Estamos hablando de otro tipo de crimen y no podría decirse que el personaje principal de la novela actúa llevado por el maniqueísmo del mal banal. Y sin embargo, tampoco se trata de una psicópata ni de una sociópata: es una Hija de su Padre. De alguna manera la novela es también una manera de dejar constancia del patriarcado moderno: emprendedor, neoliberal, ultra-individualista, relativista moral, cobarde y cínico.

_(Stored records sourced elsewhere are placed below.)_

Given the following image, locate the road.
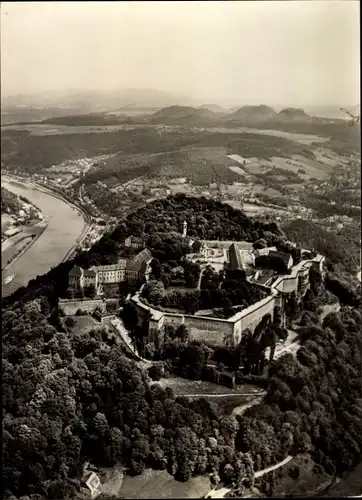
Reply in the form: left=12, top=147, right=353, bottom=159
left=265, top=329, right=300, bottom=361
left=109, top=317, right=152, bottom=367
left=232, top=394, right=265, bottom=417
left=254, top=455, right=293, bottom=479
left=179, top=391, right=265, bottom=398
left=319, top=302, right=341, bottom=322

Si en la Orestiada, Orestes actúa interpelado por Electra, para vengar a Agamenón y matar a la asesina del padre, es decir, a su propia madre Clitemnestra en una metáfora clara de la institucionalización de la Ley del Padre sobre el matriarcado; aquí nos encontramos que el Padre no busca que se realice justicia por él sino todo lo contrario: que la injusticia del maniqueísmo quede marcada por la resolución judicial de libertad condicional de su propia hija. El hermano de la Chica es un antiOrestes: es él quien denuncia a su hermana y quien al final de la novela le dedica el peor calificativo, dicho sea de paso, una sutil venganza del narrador que sentencia: “los poetas siempre se venden al mejor postor”. En esta novela, casi todos los personajes, se venden a un futuro o al éxito, cueste lo que cueste.

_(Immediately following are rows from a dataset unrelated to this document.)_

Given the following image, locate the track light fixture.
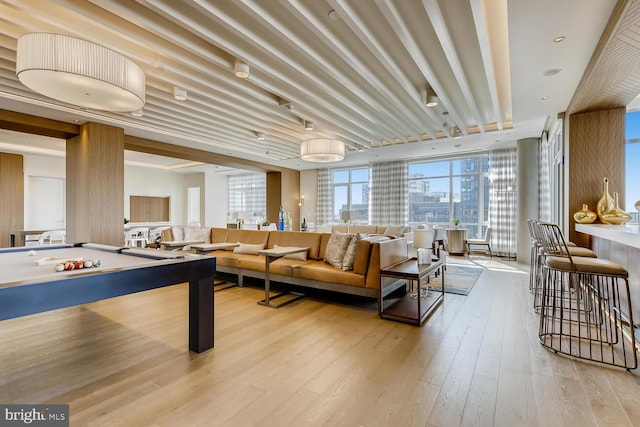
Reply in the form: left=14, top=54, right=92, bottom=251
left=173, top=86, right=187, bottom=101
left=422, top=86, right=438, bottom=107
left=450, top=126, right=463, bottom=139
left=304, top=120, right=313, bottom=130
left=442, top=111, right=450, bottom=128
left=255, top=132, right=265, bottom=140
left=234, top=59, right=249, bottom=79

La muerte de la Madre en manos de la hija es la opción de dejar a un lado esos otros elementos de la balanza que ella portaba como ideas-fuerza: el rechazo al racismo, pero también la imposición de su voluntad de manera autoritaria (“vas a hacer lo que yo te digo”); la aceptación de la familia como elemento poderoso dentro de la arquitectura social; pero también la escasa libertad de ser quien una lucha por ser. La hija rechaza de la madre el ser una persona sin estudios, sin pretensiones en la vida; una persona que “actúa como loca” ante ella porque no soporta la posibilidad de su éxito… Pero en la novela no queda clara la transformación del amor natural de la madre hacia la hija en odio hacia una mujer frívola y manipuladora. La fiesta de 15 años, un hito en la novela que marca el paso del amor al odio, es descrita como un remedo de ritual de pasaje de niña a mujer. Un dato demasiado obvio y funcional a la toma de conciencia del Padre de quién es la hija. Pero funciona: desde ese instante la Chica es percibida por el Padre como el instrumento de su propio goce. No es un objeto, sino un instrumento y método: una posibilidad de encontrar que otra persona abra la puerta de su propio encierro.

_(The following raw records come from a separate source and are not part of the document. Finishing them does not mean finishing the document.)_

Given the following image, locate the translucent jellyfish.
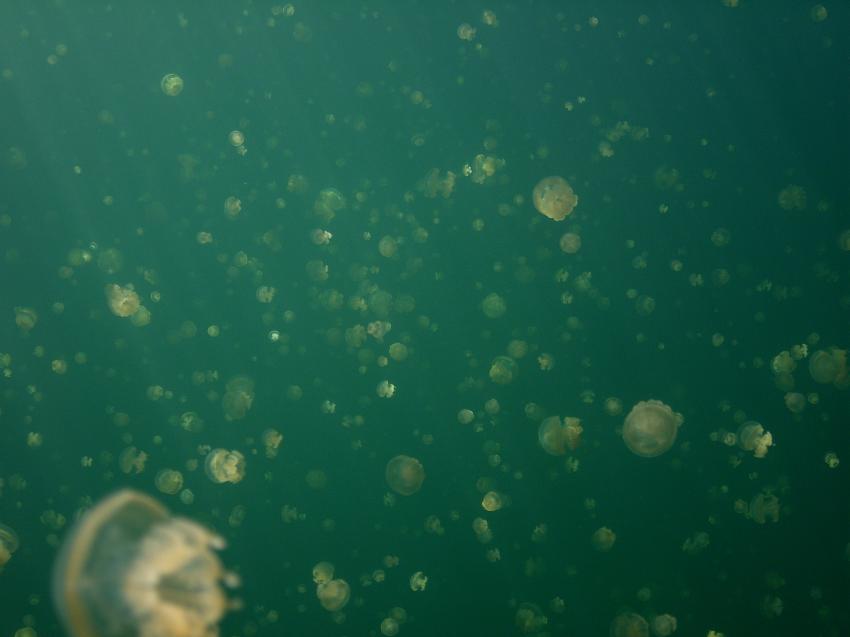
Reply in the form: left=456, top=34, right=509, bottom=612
left=221, top=376, right=255, bottom=421
left=204, top=449, right=246, bottom=484
left=622, top=400, right=683, bottom=458
left=316, top=578, right=350, bottom=611
left=262, top=429, right=283, bottom=458
left=160, top=73, right=184, bottom=96
left=409, top=571, right=428, bottom=591
left=610, top=612, right=649, bottom=637
left=481, top=491, right=506, bottom=512
left=14, top=307, right=38, bottom=332
left=385, top=455, right=425, bottom=495
left=533, top=176, right=578, bottom=221
left=591, top=526, right=616, bottom=552
left=809, top=348, right=848, bottom=387
left=105, top=284, right=140, bottom=318
left=154, top=469, right=184, bottom=495
left=380, top=617, right=399, bottom=636
left=559, top=232, right=582, bottom=254
left=52, top=490, right=233, bottom=637
left=0, top=523, right=19, bottom=568
left=538, top=416, right=583, bottom=455
left=749, top=491, right=780, bottom=524
left=736, top=421, right=773, bottom=458
left=783, top=392, right=806, bottom=414
left=481, top=293, right=507, bottom=318
left=489, top=356, right=518, bottom=385
left=651, top=614, right=677, bottom=636
left=457, top=409, right=475, bottom=425
left=515, top=603, right=548, bottom=634
left=312, top=561, right=334, bottom=584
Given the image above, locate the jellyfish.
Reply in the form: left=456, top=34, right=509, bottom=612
left=481, top=293, right=507, bottom=318
left=316, top=578, right=350, bottom=611
left=312, top=561, right=334, bottom=584
left=538, top=416, right=583, bottom=456
left=610, top=612, right=649, bottom=637
left=533, top=176, right=578, bottom=221
left=380, top=617, right=400, bottom=636
left=0, top=523, right=19, bottom=568
left=385, top=455, right=425, bottom=495
left=105, top=284, right=140, bottom=318
left=489, top=356, right=518, bottom=385
left=409, top=571, right=428, bottom=591
left=651, top=614, right=677, bottom=636
left=622, top=400, right=683, bottom=457
left=221, top=376, right=255, bottom=421
left=809, top=348, right=848, bottom=387
left=591, top=526, right=616, bottom=552
left=736, top=421, right=773, bottom=458
left=204, top=449, right=246, bottom=484
left=52, top=490, right=234, bottom=637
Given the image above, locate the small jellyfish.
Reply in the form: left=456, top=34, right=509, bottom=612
left=481, top=293, right=507, bottom=318
left=221, top=376, right=255, bottom=421
left=312, top=561, right=334, bottom=584
left=489, top=356, right=518, bottom=385
left=591, top=526, right=616, bottom=552
left=622, top=400, right=683, bottom=458
left=736, top=421, right=773, bottom=458
left=160, top=73, right=184, bottom=96
left=204, top=449, right=246, bottom=484
left=0, top=523, right=19, bottom=568
left=481, top=491, right=506, bottom=512
left=380, top=617, right=400, bottom=636
left=154, top=469, right=184, bottom=495
left=538, top=416, right=583, bottom=456
left=610, top=612, right=649, bottom=637
left=14, top=307, right=38, bottom=333
left=52, top=490, right=234, bottom=637
left=533, top=176, right=578, bottom=221
left=386, top=455, right=425, bottom=495
left=409, top=571, right=428, bottom=591
left=559, top=232, right=582, bottom=254
left=316, top=578, right=350, bottom=611
left=651, top=614, right=677, bottom=636
left=105, top=284, right=140, bottom=318
left=809, top=348, right=848, bottom=387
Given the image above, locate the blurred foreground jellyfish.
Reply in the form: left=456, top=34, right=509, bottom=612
left=53, top=489, right=237, bottom=637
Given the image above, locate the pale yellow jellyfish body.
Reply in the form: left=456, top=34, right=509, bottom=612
left=105, top=284, right=140, bottom=318
left=0, top=523, right=19, bottom=568
left=160, top=73, right=184, bottom=96
left=385, top=455, right=425, bottom=495
left=622, top=400, right=683, bottom=457
left=380, top=617, right=400, bottom=636
left=610, top=612, right=649, bottom=637
left=221, top=376, right=255, bottom=420
left=52, top=490, right=233, bottom=637
left=489, top=356, right=518, bottom=385
left=651, top=614, right=677, bottom=636
left=204, top=449, right=246, bottom=484
left=809, top=348, right=848, bottom=387
left=316, top=578, right=350, bottom=611
left=312, top=561, right=334, bottom=585
left=481, top=293, right=507, bottom=318
left=533, top=176, right=578, bottom=221
left=154, top=469, right=184, bottom=495
left=591, top=526, right=616, bottom=552
left=537, top=416, right=583, bottom=455
left=736, top=421, right=773, bottom=458
left=409, top=571, right=428, bottom=591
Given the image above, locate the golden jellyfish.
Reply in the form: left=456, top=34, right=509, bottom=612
left=809, top=348, right=848, bottom=386
left=489, top=355, right=518, bottom=385
left=651, top=614, right=677, bottom=636
left=622, top=400, right=683, bottom=458
left=533, top=176, right=578, bottom=221
left=14, top=307, right=38, bottom=332
left=160, top=73, right=184, bottom=96
left=221, top=376, right=255, bottom=421
left=749, top=491, right=780, bottom=524
left=52, top=490, right=234, bottom=637
left=385, top=455, right=425, bottom=495
left=591, top=526, right=616, bottom=552
left=262, top=429, right=283, bottom=458
left=610, top=612, right=649, bottom=637
left=204, top=449, right=246, bottom=484
left=105, top=284, right=140, bottom=318
left=380, top=617, right=399, bottom=636
left=783, top=392, right=806, bottom=414
left=0, top=523, right=19, bottom=568
left=559, top=232, right=582, bottom=254
left=736, top=421, right=773, bottom=458
left=409, top=571, right=428, bottom=591
left=515, top=603, right=548, bottom=634
left=312, top=561, right=334, bottom=584
left=481, top=491, right=506, bottom=512
left=154, top=469, right=184, bottom=495
left=316, top=578, right=350, bottom=611
left=481, top=292, right=507, bottom=318
left=538, top=416, right=583, bottom=455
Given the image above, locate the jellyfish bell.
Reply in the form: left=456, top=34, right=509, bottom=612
left=622, top=400, right=683, bottom=458
left=610, top=612, right=650, bottom=637
left=385, top=454, right=425, bottom=495
left=52, top=489, right=235, bottom=637
left=0, top=523, right=19, bottom=567
left=316, top=578, right=350, bottom=611
left=538, top=416, right=583, bottom=456
left=533, top=176, right=578, bottom=221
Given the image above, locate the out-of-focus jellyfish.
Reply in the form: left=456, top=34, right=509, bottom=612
left=385, top=455, right=425, bottom=495
left=154, top=469, right=184, bottom=495
left=538, top=416, right=583, bottom=455
left=0, top=523, right=19, bottom=568
left=559, top=232, right=582, bottom=254
left=651, top=614, right=677, bottom=636
left=622, top=400, right=683, bottom=457
left=783, top=392, right=806, bottom=414
left=316, top=578, right=350, bottom=611
left=160, top=73, right=184, bottom=96
left=736, top=421, right=773, bottom=458
left=312, top=561, right=334, bottom=584
left=809, top=348, right=848, bottom=387
left=105, top=284, right=140, bottom=318
left=610, top=612, right=649, bottom=637
left=262, top=429, right=283, bottom=458
left=749, top=491, right=780, bottom=524
left=489, top=356, right=518, bottom=385
left=221, top=376, right=255, bottom=421
left=481, top=293, right=507, bottom=318
left=515, top=603, right=548, bottom=634
left=52, top=490, right=234, bottom=637
left=409, top=571, right=428, bottom=591
left=481, top=491, right=506, bottom=512
left=533, top=176, right=578, bottom=221
left=204, top=449, right=246, bottom=484
left=14, top=307, right=38, bottom=333
left=591, top=526, right=616, bottom=552
left=118, top=447, right=148, bottom=474
left=380, top=617, right=399, bottom=636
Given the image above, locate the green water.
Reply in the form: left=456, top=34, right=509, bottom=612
left=0, top=2, right=848, bottom=636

Como profesora de talleres de literatura en las cárceles, en la vida real he conocido personalmente a todas las matricidas mencionadas líneas arriba. Por eso, hace poco Juan Carlos Ubilluz me preguntó si “la protagonista se parecía a ella”. No se parece en nada; en realidad, no se parecen en lo absoluto. Pero eso no impide que esta sea una buena novela.